StarCraft II : Wings of Liberty
Test du Lundi 2 août 2010 par BoK
Hell it’s about time
Douze longues années, c’est le temps qui sépare les deux épisodes de Starcraft sorti en 1998. Douze ans pendant lesquels le premier volet a continué d’exister en partie grâce à la scène E-sport, notamment en Corée du Sud où le titre remporte un succès énorme et a atteint le statut de sport national. En douze ans il s’en est passé des choses, Gamers.fr est né, deux générations de consoles sont passées par là , des dizaines de STR sont sortis, bref tout ça pour dire que ça en fait du temps ... Ce n'est que le 18 mai 2007 que Blizzard Entertainment a annoncé StarCraft II à la grande joie des fans du monde. Celle-ci fut tempérée en octobre 2008 quand ils ont appris que le titre serait suivi de deux expansions contenant chacune les campagnes Zergs et Protoss qui seraient absentes du jeu de base intitulé StarCraft II : Wings of Liberty. Alors qu’est ce que peut nous proposer Blizzard après toutes ces années ? ce premier tiers de la trilogie est-il bel et bien une expérience complète ? Est-ce que cette attente en valait la peine ?
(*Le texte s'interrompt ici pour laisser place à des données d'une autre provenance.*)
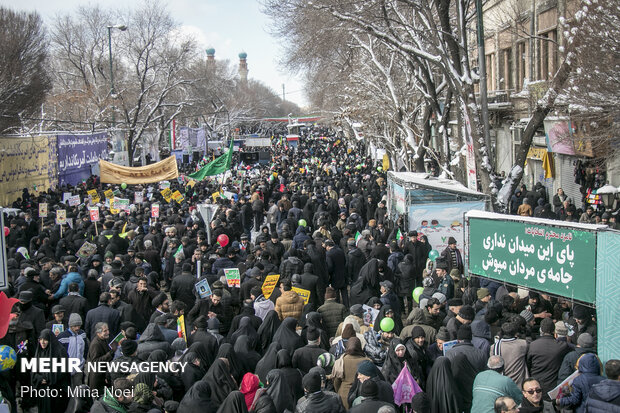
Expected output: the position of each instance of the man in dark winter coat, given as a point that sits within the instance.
(336, 266)
(476, 357)
(332, 312)
(74, 302)
(317, 399)
(311, 282)
(152, 339)
(104, 313)
(605, 396)
(182, 287)
(31, 313)
(99, 351)
(355, 261)
(544, 357)
(305, 358)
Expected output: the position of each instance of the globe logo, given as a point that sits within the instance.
(8, 357)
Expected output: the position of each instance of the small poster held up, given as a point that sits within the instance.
(370, 315)
(203, 289)
(304, 294)
(167, 194)
(122, 204)
(448, 345)
(94, 196)
(74, 200)
(233, 278)
(61, 216)
(270, 284)
(86, 250)
(43, 210)
(94, 214)
(178, 197)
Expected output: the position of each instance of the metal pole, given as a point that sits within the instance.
(484, 106)
(112, 93)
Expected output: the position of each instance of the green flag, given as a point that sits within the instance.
(219, 165)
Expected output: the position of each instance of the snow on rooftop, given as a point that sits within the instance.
(426, 180)
(532, 220)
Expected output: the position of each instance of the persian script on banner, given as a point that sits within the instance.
(160, 171)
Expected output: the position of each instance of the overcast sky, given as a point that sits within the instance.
(229, 26)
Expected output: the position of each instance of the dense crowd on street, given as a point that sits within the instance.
(317, 217)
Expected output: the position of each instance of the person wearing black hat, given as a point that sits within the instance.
(275, 248)
(59, 316)
(389, 297)
(182, 287)
(465, 316)
(368, 401)
(452, 255)
(446, 284)
(129, 355)
(476, 357)
(33, 284)
(74, 302)
(305, 358)
(545, 356)
(582, 323)
(30, 312)
(337, 270)
(317, 399)
(162, 306)
(103, 313)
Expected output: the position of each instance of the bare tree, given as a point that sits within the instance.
(24, 81)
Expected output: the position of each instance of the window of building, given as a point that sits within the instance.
(521, 65)
(506, 70)
(491, 72)
(548, 62)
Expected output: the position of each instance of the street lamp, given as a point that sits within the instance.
(122, 28)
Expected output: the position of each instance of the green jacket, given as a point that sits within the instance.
(488, 386)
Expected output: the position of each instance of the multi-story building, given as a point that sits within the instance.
(523, 43)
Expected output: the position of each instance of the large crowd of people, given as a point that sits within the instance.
(317, 217)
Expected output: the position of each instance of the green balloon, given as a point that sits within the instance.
(417, 293)
(387, 324)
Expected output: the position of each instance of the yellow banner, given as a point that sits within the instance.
(160, 171)
(94, 196)
(178, 197)
(305, 294)
(270, 284)
(167, 194)
(29, 162)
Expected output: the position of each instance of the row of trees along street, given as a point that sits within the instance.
(402, 67)
(406, 69)
(58, 77)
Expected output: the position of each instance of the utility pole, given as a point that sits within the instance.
(122, 28)
(484, 105)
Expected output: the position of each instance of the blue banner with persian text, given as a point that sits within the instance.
(77, 154)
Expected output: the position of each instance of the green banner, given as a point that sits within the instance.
(556, 260)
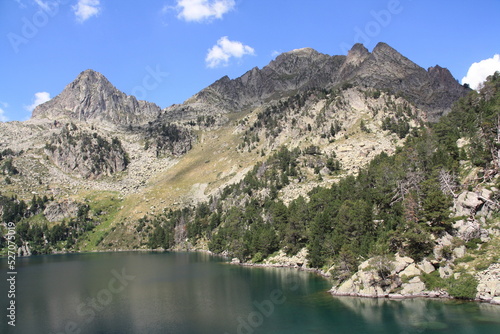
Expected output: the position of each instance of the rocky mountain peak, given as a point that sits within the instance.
(91, 97)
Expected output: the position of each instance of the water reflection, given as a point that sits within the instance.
(196, 293)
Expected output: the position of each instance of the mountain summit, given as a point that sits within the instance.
(298, 70)
(91, 97)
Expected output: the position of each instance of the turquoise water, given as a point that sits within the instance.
(196, 293)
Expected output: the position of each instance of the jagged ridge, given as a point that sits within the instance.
(91, 97)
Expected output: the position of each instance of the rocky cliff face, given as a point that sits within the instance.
(92, 98)
(87, 155)
(433, 90)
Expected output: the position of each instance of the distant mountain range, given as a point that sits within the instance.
(91, 97)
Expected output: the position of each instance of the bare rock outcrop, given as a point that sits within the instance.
(92, 98)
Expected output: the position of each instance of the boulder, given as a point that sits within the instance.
(445, 272)
(414, 287)
(426, 266)
(467, 203)
(410, 271)
(467, 229)
(401, 262)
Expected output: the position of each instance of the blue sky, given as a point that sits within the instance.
(164, 51)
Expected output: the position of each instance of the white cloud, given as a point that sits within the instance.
(201, 10)
(220, 54)
(85, 9)
(478, 72)
(40, 97)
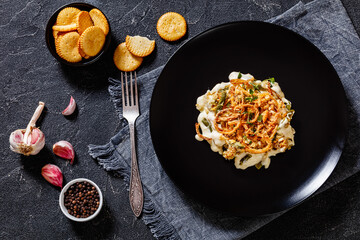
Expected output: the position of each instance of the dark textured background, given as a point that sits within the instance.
(29, 205)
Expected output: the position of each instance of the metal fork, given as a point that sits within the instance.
(130, 113)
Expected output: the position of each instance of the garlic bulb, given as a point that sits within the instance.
(52, 174)
(31, 140)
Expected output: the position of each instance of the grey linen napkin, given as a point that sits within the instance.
(168, 212)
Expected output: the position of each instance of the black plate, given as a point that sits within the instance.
(265, 50)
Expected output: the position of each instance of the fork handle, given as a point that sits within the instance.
(136, 191)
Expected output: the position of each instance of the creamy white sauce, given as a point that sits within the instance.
(217, 141)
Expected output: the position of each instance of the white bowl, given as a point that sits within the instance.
(64, 209)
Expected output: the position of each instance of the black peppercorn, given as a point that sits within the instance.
(84, 202)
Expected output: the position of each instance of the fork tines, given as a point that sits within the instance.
(131, 98)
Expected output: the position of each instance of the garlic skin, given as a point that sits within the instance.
(70, 108)
(31, 140)
(64, 149)
(52, 174)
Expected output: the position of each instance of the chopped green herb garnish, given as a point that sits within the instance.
(272, 80)
(245, 158)
(238, 145)
(250, 99)
(221, 101)
(256, 87)
(207, 124)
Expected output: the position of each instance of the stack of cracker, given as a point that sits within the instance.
(79, 34)
(129, 55)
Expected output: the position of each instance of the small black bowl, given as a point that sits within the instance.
(50, 41)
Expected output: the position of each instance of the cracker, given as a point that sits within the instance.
(82, 52)
(65, 28)
(99, 20)
(83, 21)
(140, 46)
(67, 16)
(124, 60)
(171, 26)
(92, 40)
(67, 47)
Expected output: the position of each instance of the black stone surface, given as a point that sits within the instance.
(29, 205)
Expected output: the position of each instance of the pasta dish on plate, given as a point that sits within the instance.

Battle Net, la solution selon Blizzard
Avant de vous parler de StarCraft II : Wings of Liberty il serait plus judicieux de commencer par Battle Net, car que vous soyez adepte des petits plaisirs en solo ou à plusieurs, vous n’aurez pas le choix il faudra passer par la plateforme de jeu made in Blizzard. Après la création de votre compte Battle Net, l’activation de votre copie et pour finir le choix de votre pseudo, vous pouvez enfin lancer StarCraft II : Wings of Liberty. Première constations cette nouvelle version de Battle Net n’a plus rien à voir avec la précédente, la plateforme de jeu de Blibli a subit une refonte graphique totale. Apparemment Blizzard a mis a profit ces longues années pour revoir entièrement le fonctionnement du service et faire le plein de fonctionnalités, qui vous serons décrites dans la suite de cette article.
Déjà introduits avec la dernière extension de World of Warcraft, les hauts faits seront de retour dans StarCraft II : Wings of Liberty, que ça vous plaise ou non. Les succès seront débloquables aussi bien en solo qu’en multi-joueurs et vous donneront accès à des nouveaux portraits, des graphs pour personnaliser votre armée, et feront augmenter votre score Battle.net : bref, plein de petits trucs totalement inutiles, par définition indispensables et qui peuvent donner envie de rejouer certaines missions de manières différentes.
Un système de messagerie instantanée a également été intégré à l’interface et comme c’est un peu la mode en ce moment, Battle Net a succombé aux charmes de Facebook, vous pourrez donc ajouter vos amis du réseau social (qui ont aussi le jeu) dans votre liste de contacts. Il parait que Fesse book c’est le mal, mais en fait cette option est bien pratique, oui ... Je l’avoue moi aussi j’ai cédé. C’est également sur votre profil Battle Net que vous trouverez toutes les informations concernant vos statistiques, nombre de victoires, classement, mais aussi les replays des affrontements multi-joueurs. Bien entendu c’est via Battle Net que vous aurez accès au mode solo et multi-joueurs. Car maintenant tout se fait en ligne, une manière pour Blizzard de contrer le piratage. Fort heureusement un mode "hors-ligne" existe pour la partie solo, mais il sera nécessaire d'activer votre jeu au préalable et donc au final disposer d’une connexion internet. Ah ! et dernier petit détail qui a quand même son importance, exit le mode LAN et donc les parties en réseau local.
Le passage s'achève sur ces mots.